Loin d’être surprise, la leader du gouvernement en Chambre, Bardish Chagger, avait précédemment indiqué qu'il s'agissait là du comportement habituel de la députation conservatrice. « Ça fait trois ans et demi qu'ils disent qu'ils vont faire de l'obstruction. Alors, pour moi, rien n'a changé », a-t-elle déclaré au cours d’une mêlée de presse.

De son côté, le ministre Pablo Rodriguez estime que l’opposition officielle compte dans son but avec ces manœuvres. « Ce qu'ils sont en train de faire en ce moment, moi, je pense que ça va faire vraiment mal », a-t-il prédit à son arrivée à la rencontre.

Quand les Canadiens voient une gang de personnes qui se mettent à crier et à taper sur leurs bureaux pendant de longues minutes sans arrêter, je ne vois pas en quoi ça contribue au débat démocratique.

Pablo Rodriguez, ministre du Patrimoire canadien et du Multiculturalisme

L'affaire SNC-Lavalin refait surface

M. Rodriguez faisait ainsi référence au chaos provoqué par les conservateurs lors de la lecture du discours du budget de M. Morneau. Ils ont crié des slogans et bruyamment frappé sur les bureaux pour étouffer la voix du ministre des Finances. Parvenus à leurs fins, ils ont quitté la Chambre et boycotté l’exercice.

Le chef du Bloc québécois, Yves-François Blanchet, a fustigé cette attitude. « Ils ont dû se faire des ampoules à force de taper sur leurs bureaux », a-t-il imagé. « Et je n'ai parlé à personne [...] qui a trouvé que le comportement des conservateurs était le moindrement élégant », a ajouté le leader bloquiste en mêlée de presse.

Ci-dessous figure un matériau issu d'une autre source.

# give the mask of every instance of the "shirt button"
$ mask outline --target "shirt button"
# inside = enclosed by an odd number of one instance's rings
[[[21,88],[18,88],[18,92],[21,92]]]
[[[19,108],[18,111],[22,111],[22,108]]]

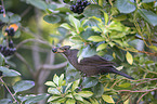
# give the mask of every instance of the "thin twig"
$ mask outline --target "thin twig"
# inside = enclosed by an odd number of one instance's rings
[[[9,93],[11,94],[11,96],[13,98],[13,100],[15,102],[17,102],[17,100],[14,98],[14,95],[12,94],[11,90],[9,89],[9,87],[5,84],[5,82],[3,81],[3,79],[0,77],[1,82],[4,84],[4,87],[6,88],[6,90],[9,91]],[[18,102],[17,102],[18,104]]]
[[[15,55],[17,56],[18,60],[21,60],[26,65],[26,67],[30,72],[31,76],[34,76],[34,69],[29,66],[27,61],[19,53],[17,53],[17,52],[15,53]]]
[[[140,101],[141,101],[141,99],[142,99],[144,95],[146,95],[147,93],[148,93],[148,92],[145,92],[144,94],[142,94],[142,95],[140,96],[140,99],[138,100],[136,104],[139,104]]]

Chez les libéraux, c’est le sort réservé aux deux ministres démissionnaires – Jody Wilson-Raybould et Jane Philpott – qui retenait l'attention. Les deux élues ont décidé de demeurer au caucus libéral après avoir claqué la porte du Cabinet.

Mme Wilson-Raybould a assisté à la première réunion du caucus après son témoignage au comité de la justice pendant lequel elle a accusé M. Trudeau et son entourage d’avoir exercé des pressions politiques à son endroit. Quant à Mme Philpott, elle brillait par son absence.

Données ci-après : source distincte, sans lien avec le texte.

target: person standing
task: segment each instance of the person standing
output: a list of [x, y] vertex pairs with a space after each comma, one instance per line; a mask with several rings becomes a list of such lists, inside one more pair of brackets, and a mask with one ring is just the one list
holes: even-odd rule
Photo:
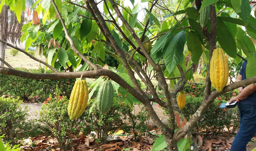
[[[246, 79], [247, 63], [244, 62], [236, 78], [236, 82]], [[246, 151], [246, 145], [256, 133], [256, 84], [238, 88], [239, 94], [229, 101], [238, 102], [240, 115], [239, 130], [230, 151]]]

Le premier ministre Justin Trudeau s'est dit à l'aise avec la situation. « Elles [Jody Wilson-Raybould et Jane Philpott] ont toutes les deux parlé du fait qu'elles veulent se représenter pour le Parti libéral, qu'elles croient en ce que nous faisons dans les grandes lignes, et je suis très content de pouvoir continuer à travailler avec elles », a-t-il déclaré en mêlée de presse.

« Aujourd'hui, on est un caucus uni. On va continuer à parler de notre budget [...] », a-t-il dit.

Mais en après-midi, une nouvelle tuile s’abattait sur la tête du premier ministre et venait contrecarrer ses plans. M. Trudeau a appris que la députée Celina Caesar-Chavannes se retirait du caucus libéral pour siéger à titre d’indépendante.

Bien qu’elle souligne que sa défection n’a rien à voir avec les démissions des ministres Wilson-Raybould et Philpott, les départs chez les libéraux à sept mois des prochaines élections générales embarrassent le parti et apportent de l’eau au moulin des conservateurs.